ETFs tracking Russian securities may continue to trade existing units, but there can be no redemptions or new units created until sanctions are lifted.
“The speed of global sanctions against Russia has been so forceful that the impacts to index investors have in effect already happened — the market value of the Russian securities has been written down to zero, similar to what would happen to your holdings in a single company if it suddenly went bankrupt,” said Daniel Straus, director of ETF research and strategy with National Bank Financial, in an email to Investment Executive.
“An index investor’s untradeable positions may leave the owners of the security to a claim on some residual value or future equity down the line, but that remains to be resolved,” Straus added.
Since Russia’s market weight is about 3% in emerging market ETFs, Russian listing removals from an underlying index “would manifest as a sudden 3% decline in [net asset value] and price. But because the whole index is so volatile especially now, the sudden zero-ing out of Russian securities is swallowed by the noise from the rest of the portfolio,” Straus said.
However, the largest Russia ETF trading in the U.S., the VanEck Russia ETF (BATS: RSX), tracks the MVIS Russia Index, which has been frozen since March 1. RSX creations and redemptions are suspended.
“This is still a developing situation, but for now RSX appears to be trading at a significant premium to NAV,” Straus said. “Yesterday it closed at $7.19 compared with a NAV of $1.29. The product and others like it might trade as highly speculative ‘closed-end funds’ with uninvestable underlying securities for some time, but its ultimate fate remains an open question.”
In a monthly ETF report, Straus and his colleagues noted that Canadian ETFs had an estimated 1% of total assets ($312 million) exposed to Russian securities at the end of February.

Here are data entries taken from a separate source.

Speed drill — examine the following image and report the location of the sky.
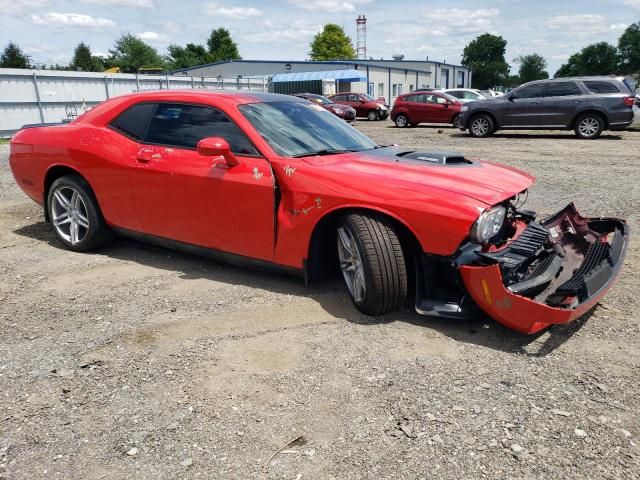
[0,0,640,75]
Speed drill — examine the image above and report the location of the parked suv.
[391,92,463,127]
[329,92,389,120]
[461,77,634,139]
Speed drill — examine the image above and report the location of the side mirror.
[196,137,239,167]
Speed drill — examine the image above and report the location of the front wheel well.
[571,109,609,129]
[466,110,498,130]
[42,165,88,222]
[305,208,422,284]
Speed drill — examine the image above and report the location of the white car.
[440,88,491,103]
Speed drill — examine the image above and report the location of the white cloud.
[31,12,115,28]
[289,0,372,13]
[136,32,167,42]
[545,14,627,38]
[240,20,322,45]
[0,0,50,14]
[202,2,262,20]
[422,8,500,36]
[80,0,155,8]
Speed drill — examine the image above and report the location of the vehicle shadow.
[451,131,623,141]
[13,221,593,356]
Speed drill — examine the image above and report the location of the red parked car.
[391,91,464,128]
[9,90,628,333]
[328,92,389,120]
[293,93,356,122]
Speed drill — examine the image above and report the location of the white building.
[172,57,471,105]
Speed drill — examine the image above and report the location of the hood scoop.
[396,151,473,166]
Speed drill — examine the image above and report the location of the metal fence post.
[33,72,44,123]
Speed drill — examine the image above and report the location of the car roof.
[111,89,303,104]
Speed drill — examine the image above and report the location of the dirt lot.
[0,122,640,480]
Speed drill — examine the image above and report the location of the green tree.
[555,42,619,77]
[167,43,214,70]
[205,27,242,63]
[69,42,104,72]
[0,42,31,68]
[109,33,164,73]
[515,53,549,83]
[618,22,640,74]
[462,33,509,89]
[309,23,356,60]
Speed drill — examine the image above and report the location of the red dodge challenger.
[10,90,628,333]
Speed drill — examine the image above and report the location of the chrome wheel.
[51,185,89,245]
[338,227,367,303]
[471,117,489,137]
[578,117,600,137]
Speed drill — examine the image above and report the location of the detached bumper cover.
[459,204,629,333]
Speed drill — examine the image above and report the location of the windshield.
[309,95,335,105]
[238,102,376,157]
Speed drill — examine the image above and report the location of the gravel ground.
[0,121,640,480]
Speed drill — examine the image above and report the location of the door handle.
[136,148,153,163]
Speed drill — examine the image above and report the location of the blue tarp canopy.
[271,69,367,82]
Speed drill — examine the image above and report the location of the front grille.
[556,242,611,295]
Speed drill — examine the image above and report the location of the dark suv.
[460,77,634,139]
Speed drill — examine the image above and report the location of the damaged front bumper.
[416,204,629,333]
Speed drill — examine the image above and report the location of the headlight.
[471,205,507,243]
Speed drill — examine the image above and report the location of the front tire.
[574,113,604,140]
[47,175,112,252]
[469,113,494,138]
[394,113,411,128]
[337,213,408,316]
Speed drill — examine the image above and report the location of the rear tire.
[469,113,495,138]
[574,113,604,140]
[394,113,411,128]
[47,175,113,252]
[337,213,408,316]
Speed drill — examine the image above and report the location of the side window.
[145,103,258,155]
[582,80,620,93]
[515,83,544,98]
[544,82,582,97]
[111,103,156,141]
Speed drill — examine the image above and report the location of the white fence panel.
[0,68,269,137]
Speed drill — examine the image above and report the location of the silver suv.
[460,77,634,139]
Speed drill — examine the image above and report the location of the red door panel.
[131,145,274,261]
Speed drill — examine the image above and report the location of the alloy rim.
[471,118,489,135]
[51,186,89,245]
[338,227,367,303]
[578,117,600,137]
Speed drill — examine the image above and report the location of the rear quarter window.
[582,80,620,93]
[111,103,156,141]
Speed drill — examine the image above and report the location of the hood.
[305,147,535,206]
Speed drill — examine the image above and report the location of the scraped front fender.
[459,204,628,334]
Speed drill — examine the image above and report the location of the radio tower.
[356,15,367,60]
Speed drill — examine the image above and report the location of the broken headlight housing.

Once the Moscow Exchange reopens and restrictions on non-resident investors lift, FTSE Russell said it will determine at that time whether to re-include Russia in its standard global indexes — it will not happen automatically.
S&P Dow Jones Indices is also consulting stakeholders about whether to remove Russian listings. As a preliminary step, the provider announced Tuesday that it would halt any index adjustments related to Russian listings.
The world’s largest asset manager, BlackRock Inc., said in a statement that it suspended the purchase of all Russian securities in its active and index funds as of Monday. Today, Russian securities account for less than 0.01% of BlackRock client assets.
“We also have proactively advocated with our index providers to remove Russian securities from broad-based indices,” the firm stated.